1. The Schwarzschild radius $r_s = \frac{2GM}{c^2}$ increases linearly with mass.

2. The gravitational attraction at any multiple of $r_s$ grows arbitrarily weak, namely by the inverse of the mass multiple.

Perhaps this is a convoluted way of proving point 2, but subbing $r$ with $r_s$ in Newton's formula for gravitational acceleration $$\frac{g_M}{g_m}=\frac{\frac{GM}{(\frac{2GM}{c^2})^2}}{\frac{Gm}{(\frac{2Gm}{c^2})^2}} = \frac{GM}{(\frac{4G^2M^2}{c^4})}*\frac{(\frac{4G^2m^2}{c^4})}{Gm} = \frac{M*m^2}{M^2*m} = \frac{m}{M}$$

In other words, if $M$ equals $2m$, the ratio of the gravitational acceleration at the same multiple of $r_s$ is $\frac{1}{2}$.

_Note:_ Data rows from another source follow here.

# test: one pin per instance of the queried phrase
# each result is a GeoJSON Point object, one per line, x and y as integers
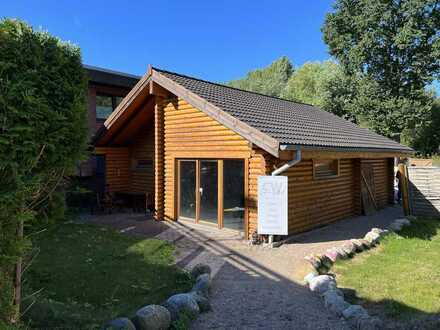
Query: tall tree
{"type": "Point", "coordinates": [43, 134]}
{"type": "Point", "coordinates": [321, 84]}
{"type": "Point", "coordinates": [390, 49]}
{"type": "Point", "coordinates": [269, 81]}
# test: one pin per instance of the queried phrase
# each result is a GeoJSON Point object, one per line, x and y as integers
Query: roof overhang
{"type": "Point", "coordinates": [154, 83]}
{"type": "Point", "coordinates": [345, 152]}
{"type": "Point", "coordinates": [139, 104]}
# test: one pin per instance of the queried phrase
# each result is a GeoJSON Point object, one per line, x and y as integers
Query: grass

My question is: since the acceleration is halved, but $r_s$ is doubled, does that mean it requires the same amount of energy to move an object between the same two multiples of the Schwarzschild radius, regardless of the mass of the black hole?

Answer 1

This can be seen from simple dimensional analysis. If we use geometric units such that $c=G=1$, all quantities have dimensions of [mass] to some power. In particular, the specific energy of an object, i.e. its energy per unit mass, has dimension $[\rm mass]^0$, i.e. its dimensionless. Consequently, it needs to be function of other dimensionless quantities. The only dimensionless variable available are the ratio of the radial position to the Schwarzschild radius and the ratio of the two masses, the specific energy has to be a function of just these two quantities. In the test-particle limit, we can set the mass-ratio to zero and the energy is a function of just of the radial position in Schwarzschild radii. When we cannot ignore the gravitational field generated by the second object, the energy will also depend on the mass-ratio.

A particular example of this, is that the energy of a particle orbiting at the innermost stable circular orbit (at $6M$) is always $\frac{2\sqrt{2}}{3}\approx0.94$ times the rest mass of the object, regardless of the mass of the Schwarzschild black hole.

Note that if the black hole is rotating, this introduces a new scale into the problem, the spin angular momentum of the BH, $S$, which has dimension $[\rm mass]^2$, and the energy will be a function of $\chi=S/M^2$ as well.

Answer 2

The total energy (kinetic, potential and rest) of a particle at $\rm r$ is

${\rm E}=g_{\rm tt} \ \rm \dot{t} = m c^2 \sqrt{1-r_s/r} \ / \sqrt{1-v^2/c^2}$

and the force acting on a stationary particle with $\rm v=0$

$\rm F=\partial E / \partial r=G M/r^2/\sqrt{1-r_s/r}$

At $\rm r=r_s$ we have $\rm E=0, \ F=\infty$

so you need an infinite force to stay stationary at $\rm r=r_s$,

let alone move to a higher $\rm r$.